Verizon Jumps into Low-Latency Race between New York and Chicago

Telecommunications giant Verizon on Wednesday officially unveiled a low-latency service linking New York and Chicago. The offering is targeted at global banks, hedge funds, market makers, pre- and post-trade service firms and money managers. 

The new system uses optical technology from network specialist Ciena to send signals round-trip between New York and Chicago in as little as 14.5 milliseconds.  Verizon said the system is designed to be a secure, reliable high-speed path between the two cities, one of the world’s busiest financial trading routes. 

Jim Anderson, a product manager with Verizon, said latencies will vary on a connection-by-connection basis. But one benefit for customers is they will have real-time monitoring of the round-trip delay. Then if customers see speeds drifting downward, they can contact Verizon, and it will attempt to fix the problem as soon as possible, he said.

The Chicago Board Options Exchange recently announced that it will move its matching engine to Secaucus, N.J. later this year, eliminating the need for a high-speed New York to Chicago line to connect equities and options. However, there are still plenty of trading strategies that need a low-latency connection between the East Coast and the Second City, according to Steve Woodyatt, chief executive officer of Object Trading. 

“It’s more than just equities-options markets that use that,” Woodyatt said. “There are the people who trade the futures against the options and the cash equities, and there is also a big cash market presence in Chicago, and they will always need to use the spread.” 

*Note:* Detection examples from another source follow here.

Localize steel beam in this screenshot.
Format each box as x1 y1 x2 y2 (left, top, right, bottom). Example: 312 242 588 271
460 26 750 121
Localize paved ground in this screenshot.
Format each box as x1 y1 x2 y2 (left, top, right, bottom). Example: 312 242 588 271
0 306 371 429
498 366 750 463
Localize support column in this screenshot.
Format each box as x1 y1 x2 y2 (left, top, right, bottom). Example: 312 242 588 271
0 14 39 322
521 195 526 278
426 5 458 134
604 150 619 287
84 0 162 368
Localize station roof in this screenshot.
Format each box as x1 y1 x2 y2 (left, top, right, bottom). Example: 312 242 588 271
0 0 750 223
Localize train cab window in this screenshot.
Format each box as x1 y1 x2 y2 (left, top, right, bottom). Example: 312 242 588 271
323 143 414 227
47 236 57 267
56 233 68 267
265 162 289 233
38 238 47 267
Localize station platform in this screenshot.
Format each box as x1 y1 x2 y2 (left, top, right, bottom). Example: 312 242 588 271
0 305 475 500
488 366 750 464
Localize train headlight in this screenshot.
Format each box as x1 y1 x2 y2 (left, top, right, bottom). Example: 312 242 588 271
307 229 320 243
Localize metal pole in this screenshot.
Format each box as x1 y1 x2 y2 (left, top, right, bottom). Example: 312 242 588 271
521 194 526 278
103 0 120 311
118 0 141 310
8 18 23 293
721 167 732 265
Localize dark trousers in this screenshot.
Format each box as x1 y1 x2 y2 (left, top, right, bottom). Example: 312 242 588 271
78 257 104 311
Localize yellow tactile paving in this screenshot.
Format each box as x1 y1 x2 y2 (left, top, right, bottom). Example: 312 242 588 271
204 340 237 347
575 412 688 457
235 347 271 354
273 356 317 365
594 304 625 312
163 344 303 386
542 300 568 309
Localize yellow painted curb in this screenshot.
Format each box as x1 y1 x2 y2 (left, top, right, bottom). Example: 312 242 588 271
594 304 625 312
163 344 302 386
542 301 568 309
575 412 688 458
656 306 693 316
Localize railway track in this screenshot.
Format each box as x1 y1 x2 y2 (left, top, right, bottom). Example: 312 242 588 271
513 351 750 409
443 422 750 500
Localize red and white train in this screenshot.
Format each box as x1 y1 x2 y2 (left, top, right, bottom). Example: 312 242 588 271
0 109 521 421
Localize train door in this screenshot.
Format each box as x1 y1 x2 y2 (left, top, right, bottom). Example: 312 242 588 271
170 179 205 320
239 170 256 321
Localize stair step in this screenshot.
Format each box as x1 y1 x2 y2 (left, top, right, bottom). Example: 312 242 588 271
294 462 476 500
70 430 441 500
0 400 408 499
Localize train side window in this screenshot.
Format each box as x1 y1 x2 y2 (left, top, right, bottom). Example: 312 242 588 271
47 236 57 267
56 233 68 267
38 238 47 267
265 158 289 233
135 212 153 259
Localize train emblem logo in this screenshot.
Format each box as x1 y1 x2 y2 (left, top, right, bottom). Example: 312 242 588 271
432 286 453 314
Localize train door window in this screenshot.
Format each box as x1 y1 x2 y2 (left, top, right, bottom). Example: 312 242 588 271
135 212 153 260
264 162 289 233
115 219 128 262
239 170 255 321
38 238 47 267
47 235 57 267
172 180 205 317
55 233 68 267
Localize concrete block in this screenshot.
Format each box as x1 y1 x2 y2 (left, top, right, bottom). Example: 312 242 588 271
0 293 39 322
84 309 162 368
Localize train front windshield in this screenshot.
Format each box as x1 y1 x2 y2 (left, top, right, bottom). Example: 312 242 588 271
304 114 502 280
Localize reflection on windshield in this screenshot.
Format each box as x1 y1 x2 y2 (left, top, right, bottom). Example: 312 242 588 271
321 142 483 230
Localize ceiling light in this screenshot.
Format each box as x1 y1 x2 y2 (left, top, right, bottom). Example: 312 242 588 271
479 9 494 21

But one Chicago-based trader questioned how long optical cables will be able to offer competitive latencies. He said the most latency-sensitive high-frequency traders are using microwave transmission systems rather than relying on physical cables.

Verizon’s Anderson noted that in addition to being prohibitively expensive for many firms, microwave connections can experience interference from weather. He said while many firms are willing to pay top dollar to use microwave transmissions, others will want to use cheaper cable connections either as their primary connection or as a backup when microwave connections go down.

Anderson added that Verizon’s cable is at least 50 feet away from other cables linking New York and Chicago. He said 50 feet is the maximum reach of a backhoe, so if construction takes out one connection, the other will likely remain.

“We fully understand that a number of our customers will probably already have a solution provider that’s providing them with a latency path,” Anderson said. “Prior to Verizon entering this market, for the majority of customers out there, they really didn’t have a good backup solution.”

If a firm loses its primary link, Verizon can provide a low-latency connection so trading can continue without a hiccup, according to Anderson.

“Verizon’s very comfortable being a secondary provider,” he said. “We love being first, but we’re good with being second.”